Thursday, May 1, 2014 12:01 am
Cultural arts major
George Lucas wants to improve young Chicagoans
Toymaker George Lucas is thinking about buying Chicago a museum to house his personal collection of early 20th century soft-core and magazine cover art by the likes of Maxfield Parrish and Norman Rockwell, among exhibits devoted to cartooning and movie graphics. The Florentines had the Medici, we have the Spielbergs, the Jobses, the Lucases.
The Lucas museum will feature the technology behind Toy Story, the sound effects that “created” the light saber (surely they “suggested”) and similar wonders of gimcrackery from DreamWorks Animation SKG, the maker of Shrek and Pixar, the creator of the Toy Story franchise. Chicago officials are thrilled at the prospect of attracting even more tourists to tax and have given Lucas a key to the city, if not (yet) to the city treasury.
The new museum promises (if that is the word) such wonders as a scale model of Han Solo’s Millennium Falcon from the eternal Star Wars saga. Twelve-year-old boys of all ages will be delighted, but the rest of us? Models of real wonders can instruct and delight – think of Colleen Moore’s doll house at the Museum of Science and Industry or the Thorne Miniature Rooms at the Art Institute – but models of models?
It would hardly seem to matter whether Illinois’ great city, which suffers with a second-class transit system and a second-class school system, gets a second-class museum. Nor are Lucas’s pretensions any more pretentious than those of a lot of self-made billionaires. (Lucas is to the arts what Donald Trump is to politics.) The project has left me peeved nonetheless. If he plainly labeled his collection as popular art, or identified his museum’s focus as pop culture, us snobs would have no beef with him; our popular culture is our gift to the world, and it is not George Lucas’ fault that pop culture is the only culture we have.
But no, his museum is to be devoted to the “cultural arts.” The phrase is gibberish of the sort that only a deeply uncultured man is capable of. Vanity projects of this sort always get wrapped in the rhetoric of high public purpose – they never do it for the attention or the tax deductions, do they? – but one should always peek under the wrapper when billionaires begin talking, as Lucas has done, about wanting to building his museum “someplace where it will add to the educational benefit of young people.” If that were the criterion he’d put it in his home town of Modesto, whose young people can use all the benefit they can get.
Of course, if rich men did not give Chicago museums, Chicago would have no museums. (To learn more, read Culture and the City: Cultural Philanthropy in Chicago from the 1880s to 1917, by Helen Lefkowitz Horowitz.) Most of these benefactors had tastes every bit as plebeian as Lucas’s, who, like them, is a self-made man. The George Lucas of his day was Julius Rosenwald (a Springfield boy, remember) who was most responsible for turning the Palace of Fine Arts from the 1983 world’s fair into the Museum of Science and Industry, where entertainment technology was harnessed to the wagon of corporate propaganda.
And let us not forget Daniel Terra. There is no patriot more gaudily grateful than an immigrant who’s made it, and Terra made it big in printing inks and chemicals. He was a political naif who conflated his rise with that of America, and bought American art that affirmed its myths. He was no Lucas; he bought many decent works – more than 700 paintings, prints, drawings, photographs and sculpture, the best of which are now on “long-term” loan to the Art Institute. (He crammed his collection into the Terra Museum of American Art, which for a while gave tourists something other than the shopping rich to gawk at on N. Michigan Ave.; Terra dressed up as Uncle Sam and sang “I’m a Yankee Doodle Dandy” when it opened in 1987.) Chauvinism is no more attractive in art than in politics, and Terra didn’t always bother to keep them straight; his collection contains many first-class examples of second-class painting, and the museum closed.
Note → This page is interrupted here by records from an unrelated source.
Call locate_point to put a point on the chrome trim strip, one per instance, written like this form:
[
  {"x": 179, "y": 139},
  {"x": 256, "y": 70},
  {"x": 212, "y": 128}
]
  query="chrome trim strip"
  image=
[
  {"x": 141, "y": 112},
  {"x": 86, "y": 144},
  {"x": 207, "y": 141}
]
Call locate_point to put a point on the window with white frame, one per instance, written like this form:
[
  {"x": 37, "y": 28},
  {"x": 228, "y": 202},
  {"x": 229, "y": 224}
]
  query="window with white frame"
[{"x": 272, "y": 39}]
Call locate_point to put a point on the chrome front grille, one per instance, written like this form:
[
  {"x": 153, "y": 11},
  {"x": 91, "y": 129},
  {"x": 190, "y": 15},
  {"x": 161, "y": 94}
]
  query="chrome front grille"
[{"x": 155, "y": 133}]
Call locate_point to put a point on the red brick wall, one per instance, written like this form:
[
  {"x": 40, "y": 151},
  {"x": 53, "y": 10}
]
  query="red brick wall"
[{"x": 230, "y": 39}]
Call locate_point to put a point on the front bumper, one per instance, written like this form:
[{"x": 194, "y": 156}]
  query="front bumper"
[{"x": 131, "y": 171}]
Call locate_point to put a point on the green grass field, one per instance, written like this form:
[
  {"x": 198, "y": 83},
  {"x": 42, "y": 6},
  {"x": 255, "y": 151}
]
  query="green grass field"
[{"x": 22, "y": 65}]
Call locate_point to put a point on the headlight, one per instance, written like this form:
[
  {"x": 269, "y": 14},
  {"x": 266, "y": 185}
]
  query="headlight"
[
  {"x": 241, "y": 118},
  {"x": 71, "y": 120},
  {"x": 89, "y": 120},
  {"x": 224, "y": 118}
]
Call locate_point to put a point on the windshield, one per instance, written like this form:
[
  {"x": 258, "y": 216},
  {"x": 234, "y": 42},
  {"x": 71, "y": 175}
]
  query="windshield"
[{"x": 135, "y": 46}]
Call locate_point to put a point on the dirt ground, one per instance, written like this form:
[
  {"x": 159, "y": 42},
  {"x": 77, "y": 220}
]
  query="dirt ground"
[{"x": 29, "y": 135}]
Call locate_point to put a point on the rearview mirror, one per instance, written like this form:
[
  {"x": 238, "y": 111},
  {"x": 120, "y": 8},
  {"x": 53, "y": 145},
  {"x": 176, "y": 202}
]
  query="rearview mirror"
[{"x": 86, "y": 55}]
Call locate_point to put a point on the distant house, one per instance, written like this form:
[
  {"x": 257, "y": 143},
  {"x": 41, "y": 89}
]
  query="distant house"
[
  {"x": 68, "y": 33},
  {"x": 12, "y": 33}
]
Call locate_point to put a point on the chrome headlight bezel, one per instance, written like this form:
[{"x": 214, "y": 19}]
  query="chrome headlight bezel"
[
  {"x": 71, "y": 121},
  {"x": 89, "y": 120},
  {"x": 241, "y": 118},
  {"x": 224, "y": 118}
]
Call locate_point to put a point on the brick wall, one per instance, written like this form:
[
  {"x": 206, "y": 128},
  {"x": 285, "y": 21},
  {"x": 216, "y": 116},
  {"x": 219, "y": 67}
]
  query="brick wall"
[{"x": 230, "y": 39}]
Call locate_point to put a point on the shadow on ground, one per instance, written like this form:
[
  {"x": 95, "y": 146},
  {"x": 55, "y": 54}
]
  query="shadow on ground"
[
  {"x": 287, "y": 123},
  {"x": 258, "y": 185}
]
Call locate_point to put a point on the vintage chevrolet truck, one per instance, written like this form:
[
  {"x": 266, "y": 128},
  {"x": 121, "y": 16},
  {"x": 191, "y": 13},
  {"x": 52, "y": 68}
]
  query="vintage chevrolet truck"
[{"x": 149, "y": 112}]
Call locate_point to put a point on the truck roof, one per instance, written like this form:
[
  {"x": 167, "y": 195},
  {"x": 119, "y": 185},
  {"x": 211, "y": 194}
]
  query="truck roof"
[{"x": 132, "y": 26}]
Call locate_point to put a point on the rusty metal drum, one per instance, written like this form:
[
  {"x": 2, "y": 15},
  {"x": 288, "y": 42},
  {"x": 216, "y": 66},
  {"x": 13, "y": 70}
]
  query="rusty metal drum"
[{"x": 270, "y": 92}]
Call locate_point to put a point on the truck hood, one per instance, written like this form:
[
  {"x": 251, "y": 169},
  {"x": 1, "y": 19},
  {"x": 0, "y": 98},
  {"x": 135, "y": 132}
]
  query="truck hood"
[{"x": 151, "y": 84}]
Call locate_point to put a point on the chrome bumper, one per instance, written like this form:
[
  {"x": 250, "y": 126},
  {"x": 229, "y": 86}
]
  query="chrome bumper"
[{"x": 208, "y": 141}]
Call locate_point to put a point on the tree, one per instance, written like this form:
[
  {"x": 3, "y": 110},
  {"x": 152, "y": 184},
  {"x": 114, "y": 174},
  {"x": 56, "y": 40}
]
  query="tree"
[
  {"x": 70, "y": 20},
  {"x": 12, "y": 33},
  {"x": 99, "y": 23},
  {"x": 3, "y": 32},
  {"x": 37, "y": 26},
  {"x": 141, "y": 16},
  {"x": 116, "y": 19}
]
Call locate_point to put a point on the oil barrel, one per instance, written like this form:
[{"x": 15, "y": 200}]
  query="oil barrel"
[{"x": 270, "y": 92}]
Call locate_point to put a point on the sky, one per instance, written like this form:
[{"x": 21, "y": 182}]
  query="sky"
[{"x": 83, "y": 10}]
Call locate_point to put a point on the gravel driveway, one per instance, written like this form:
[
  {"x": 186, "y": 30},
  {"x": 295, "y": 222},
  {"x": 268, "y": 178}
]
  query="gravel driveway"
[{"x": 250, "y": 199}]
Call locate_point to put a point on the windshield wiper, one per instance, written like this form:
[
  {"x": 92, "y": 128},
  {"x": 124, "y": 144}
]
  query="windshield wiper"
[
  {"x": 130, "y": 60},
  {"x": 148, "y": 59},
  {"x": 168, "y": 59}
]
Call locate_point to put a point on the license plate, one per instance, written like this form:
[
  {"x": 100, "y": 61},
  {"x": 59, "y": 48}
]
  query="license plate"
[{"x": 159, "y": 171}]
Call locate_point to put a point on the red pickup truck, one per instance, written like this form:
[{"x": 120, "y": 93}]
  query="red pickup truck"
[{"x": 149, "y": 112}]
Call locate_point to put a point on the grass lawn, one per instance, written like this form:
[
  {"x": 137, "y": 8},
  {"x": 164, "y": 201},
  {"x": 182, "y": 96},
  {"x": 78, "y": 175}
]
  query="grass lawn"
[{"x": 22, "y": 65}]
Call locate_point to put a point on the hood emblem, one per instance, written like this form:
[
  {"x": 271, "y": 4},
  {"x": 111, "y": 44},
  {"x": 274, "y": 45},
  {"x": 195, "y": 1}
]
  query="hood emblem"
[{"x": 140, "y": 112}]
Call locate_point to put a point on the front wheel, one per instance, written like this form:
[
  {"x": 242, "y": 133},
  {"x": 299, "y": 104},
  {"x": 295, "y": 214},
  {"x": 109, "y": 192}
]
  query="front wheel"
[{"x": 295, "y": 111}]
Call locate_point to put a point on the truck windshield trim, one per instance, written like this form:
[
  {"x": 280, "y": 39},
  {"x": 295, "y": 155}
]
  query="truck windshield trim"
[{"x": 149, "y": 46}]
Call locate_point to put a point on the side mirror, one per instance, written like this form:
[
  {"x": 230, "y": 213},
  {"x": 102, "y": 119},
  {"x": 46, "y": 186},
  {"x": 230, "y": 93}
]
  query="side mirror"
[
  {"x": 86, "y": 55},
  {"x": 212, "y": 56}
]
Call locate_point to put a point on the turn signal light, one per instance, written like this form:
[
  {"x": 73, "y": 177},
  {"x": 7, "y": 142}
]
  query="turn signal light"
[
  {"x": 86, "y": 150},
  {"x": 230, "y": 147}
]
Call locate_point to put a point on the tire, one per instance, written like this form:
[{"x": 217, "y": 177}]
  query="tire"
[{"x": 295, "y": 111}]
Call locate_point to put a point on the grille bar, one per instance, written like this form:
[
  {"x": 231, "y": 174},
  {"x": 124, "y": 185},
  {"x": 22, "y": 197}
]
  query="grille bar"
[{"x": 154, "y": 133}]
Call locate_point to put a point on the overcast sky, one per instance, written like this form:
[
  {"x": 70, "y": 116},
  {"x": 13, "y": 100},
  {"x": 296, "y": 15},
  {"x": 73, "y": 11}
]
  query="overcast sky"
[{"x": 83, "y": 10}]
I should add that museums were not all that Chicago’s rich have given the city. Rosenwald also donated millions to public schools (including schools for African-American children in the South that never had schools before), colleges and universities, assorted Jewish charities and YMCAs in poor neighborhoods. Meatpacker Phillip D. Armour spent his money on a manual training school for the ambitious children of the working class and poor that became the Illinois Institute of Technology. Marshall Field endowed the natural history museum that bears his name, one of the world’s great research institutions. If Lucas really wants to invest his money to add to the educational benefit of young people, there are better ways to do it.